In his budget proposal, Northam also is proposing to make up to 15 percent of the federal earned income tax credit, or EITC, refundable for eligible families, which will give a tax break to low- and middle-income families.
The EITC reduces the amount that low- and middle-income working people owe in taxes. Making it “refundable” means people will get a refund from the state if they are working but earning income below a certain level. The amount depends on income level, marital status, and family size.
Another proposal by the governor would end “accelerated sales tax” payments for retailers. When a customer pays sales tax at a store or online, the retailer collects it for the state, and then forwards the money to the state.
When the economy collapsed in 2008 due to the global financial crisis, the state began requiring many retailers to pre-pay these tax payments early, even before they had even collected the revenue. This placed a burden on retailers, causing them to dip into their own pockets. Northam said he is proposing to end this system.
Together, these plans are expected to reduce state revenues by a total of $2.1 billion.

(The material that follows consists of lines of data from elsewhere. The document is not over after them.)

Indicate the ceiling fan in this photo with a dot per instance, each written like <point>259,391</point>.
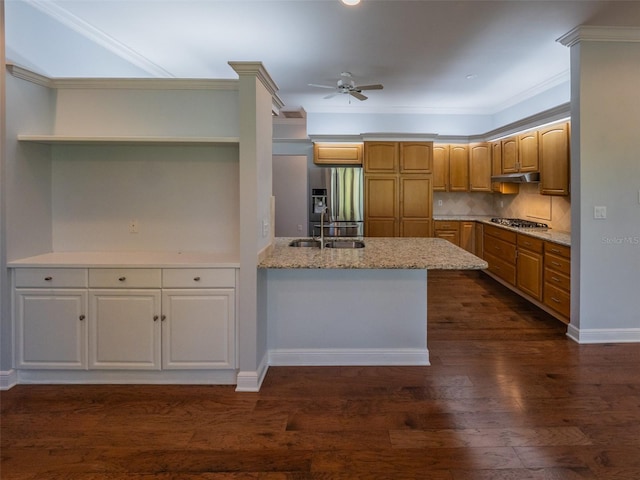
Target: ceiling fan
<point>347,86</point>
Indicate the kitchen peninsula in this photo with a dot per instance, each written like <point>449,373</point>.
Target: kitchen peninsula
<point>363,306</point>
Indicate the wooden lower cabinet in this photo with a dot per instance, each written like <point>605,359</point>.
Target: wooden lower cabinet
<point>529,265</point>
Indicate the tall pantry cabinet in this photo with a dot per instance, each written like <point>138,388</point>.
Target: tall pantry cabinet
<point>398,189</point>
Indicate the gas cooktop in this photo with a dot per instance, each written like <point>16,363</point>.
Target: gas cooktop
<point>518,223</point>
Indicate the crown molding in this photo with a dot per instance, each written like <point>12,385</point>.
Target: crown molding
<point>97,36</point>
<point>588,33</point>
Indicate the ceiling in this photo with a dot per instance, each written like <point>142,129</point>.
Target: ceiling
<point>431,56</point>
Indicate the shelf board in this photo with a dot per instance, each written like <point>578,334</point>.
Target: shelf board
<point>92,140</point>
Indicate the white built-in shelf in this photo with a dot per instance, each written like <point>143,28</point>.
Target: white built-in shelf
<point>91,140</point>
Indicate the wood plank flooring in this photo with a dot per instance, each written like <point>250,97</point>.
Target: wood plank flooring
<point>507,396</point>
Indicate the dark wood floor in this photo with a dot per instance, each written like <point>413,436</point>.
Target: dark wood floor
<point>508,396</point>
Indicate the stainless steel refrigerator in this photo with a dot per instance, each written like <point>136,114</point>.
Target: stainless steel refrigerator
<point>342,190</point>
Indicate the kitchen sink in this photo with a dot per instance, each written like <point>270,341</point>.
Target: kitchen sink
<point>345,244</point>
<point>329,244</point>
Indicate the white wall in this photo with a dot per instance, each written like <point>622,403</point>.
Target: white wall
<point>290,192</point>
<point>183,198</point>
<point>606,170</point>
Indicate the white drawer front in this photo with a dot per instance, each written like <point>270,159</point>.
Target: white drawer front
<point>51,277</point>
<point>198,277</point>
<point>125,278</point>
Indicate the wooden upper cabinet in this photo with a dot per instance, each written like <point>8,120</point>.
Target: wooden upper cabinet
<point>479,167</point>
<point>416,157</point>
<point>416,204</point>
<point>528,152</point>
<point>337,153</point>
<point>458,168</point>
<point>510,155</point>
<point>554,159</point>
<point>381,157</point>
<point>496,169</point>
<point>440,167</point>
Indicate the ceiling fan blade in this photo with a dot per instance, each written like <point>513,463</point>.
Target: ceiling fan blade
<point>369,87</point>
<point>358,95</point>
<point>320,86</point>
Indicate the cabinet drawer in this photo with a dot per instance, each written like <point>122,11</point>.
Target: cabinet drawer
<point>557,299</point>
<point>557,249</point>
<point>557,279</point>
<point>529,243</point>
<point>446,225</point>
<point>500,249</point>
<point>198,277</point>
<point>501,233</point>
<point>502,269</point>
<point>125,278</point>
<point>51,277</point>
<point>555,262</point>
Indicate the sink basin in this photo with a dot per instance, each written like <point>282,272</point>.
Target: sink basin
<point>345,244</point>
<point>305,243</point>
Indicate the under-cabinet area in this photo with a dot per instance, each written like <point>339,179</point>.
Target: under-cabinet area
<point>114,319</point>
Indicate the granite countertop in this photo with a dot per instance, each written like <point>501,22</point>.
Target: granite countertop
<point>378,253</point>
<point>551,235</point>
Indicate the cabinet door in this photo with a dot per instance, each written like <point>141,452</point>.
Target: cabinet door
<point>554,160</point>
<point>381,206</point>
<point>529,273</point>
<point>380,157</point>
<point>467,236</point>
<point>440,168</point>
<point>458,168</point>
<point>416,157</point>
<point>415,206</point>
<point>510,155</point>
<point>51,331</point>
<point>528,152</point>
<point>124,329</point>
<point>198,329</point>
<point>479,167</point>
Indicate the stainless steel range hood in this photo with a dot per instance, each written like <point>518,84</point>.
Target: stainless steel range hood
<point>528,177</point>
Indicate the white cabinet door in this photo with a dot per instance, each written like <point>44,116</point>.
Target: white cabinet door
<point>198,328</point>
<point>124,329</point>
<point>51,331</point>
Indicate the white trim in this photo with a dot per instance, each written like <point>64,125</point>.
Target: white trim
<point>591,33</point>
<point>251,381</point>
<point>8,379</point>
<point>340,357</point>
<point>603,335</point>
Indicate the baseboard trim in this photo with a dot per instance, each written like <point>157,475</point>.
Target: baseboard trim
<point>348,357</point>
<point>249,381</point>
<point>601,335</point>
<point>8,379</point>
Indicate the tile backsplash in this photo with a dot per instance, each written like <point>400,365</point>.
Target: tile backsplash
<point>527,204</point>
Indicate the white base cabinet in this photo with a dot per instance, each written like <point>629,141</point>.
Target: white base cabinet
<point>136,319</point>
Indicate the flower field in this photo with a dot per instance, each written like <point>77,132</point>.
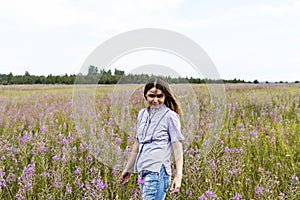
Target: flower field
<point>45,153</point>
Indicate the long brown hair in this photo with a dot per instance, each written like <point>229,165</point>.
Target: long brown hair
<point>161,84</point>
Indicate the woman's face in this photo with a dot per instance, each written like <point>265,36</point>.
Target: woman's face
<point>155,98</point>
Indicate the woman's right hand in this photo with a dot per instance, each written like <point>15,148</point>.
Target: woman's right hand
<point>124,177</point>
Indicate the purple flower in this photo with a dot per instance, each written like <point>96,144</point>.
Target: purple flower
<point>141,181</point>
<point>97,183</point>
<point>238,196</point>
<point>69,189</point>
<point>294,178</point>
<point>210,194</point>
<point>45,174</point>
<point>259,190</point>
<point>253,133</point>
<point>278,164</point>
<point>55,158</point>
<point>77,170</point>
<point>189,192</point>
<point>202,197</point>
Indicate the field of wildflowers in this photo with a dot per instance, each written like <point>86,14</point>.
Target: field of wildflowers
<point>43,154</point>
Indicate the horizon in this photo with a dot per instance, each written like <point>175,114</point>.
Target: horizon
<point>247,40</point>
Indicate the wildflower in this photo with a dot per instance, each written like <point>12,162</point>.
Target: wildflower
<point>278,164</point>
<point>238,196</point>
<point>202,197</point>
<point>260,169</point>
<point>259,190</point>
<point>45,174</point>
<point>55,158</point>
<point>74,149</point>
<point>253,133</point>
<point>69,189</point>
<point>294,178</point>
<point>97,182</point>
<point>77,170</point>
<point>141,181</point>
<point>189,192</point>
<point>210,194</point>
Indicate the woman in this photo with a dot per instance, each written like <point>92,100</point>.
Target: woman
<point>158,133</point>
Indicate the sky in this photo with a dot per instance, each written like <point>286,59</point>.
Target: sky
<point>245,39</point>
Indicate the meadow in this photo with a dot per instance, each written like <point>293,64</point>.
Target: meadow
<point>46,152</point>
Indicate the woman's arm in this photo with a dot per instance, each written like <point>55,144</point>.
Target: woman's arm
<point>178,154</point>
<point>127,171</point>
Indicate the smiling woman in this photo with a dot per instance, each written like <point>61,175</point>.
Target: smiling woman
<point>158,133</point>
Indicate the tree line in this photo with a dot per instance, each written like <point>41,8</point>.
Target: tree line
<point>95,76</point>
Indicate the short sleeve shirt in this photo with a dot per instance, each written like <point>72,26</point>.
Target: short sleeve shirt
<point>155,134</point>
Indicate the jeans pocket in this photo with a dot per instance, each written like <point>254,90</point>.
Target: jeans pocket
<point>150,187</point>
<point>167,182</point>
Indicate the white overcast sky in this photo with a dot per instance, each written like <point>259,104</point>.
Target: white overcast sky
<point>245,39</point>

Most of this amount is a one-time reduction for the state’s general fund, and $419 million is an ongoing obligation. All ongoing tax cuts will directly benefit working people through changes to the EITC and elimination of the state grocery tax, the governor's office said.
“Virginia is able to take these steps now because our sound fiscal leadership has shaped a booming economy,” Virginia Secretary of Finance Joe Flores said in a statement Tuesday. “These steps are tools to make sure that working people share in the prosperity.”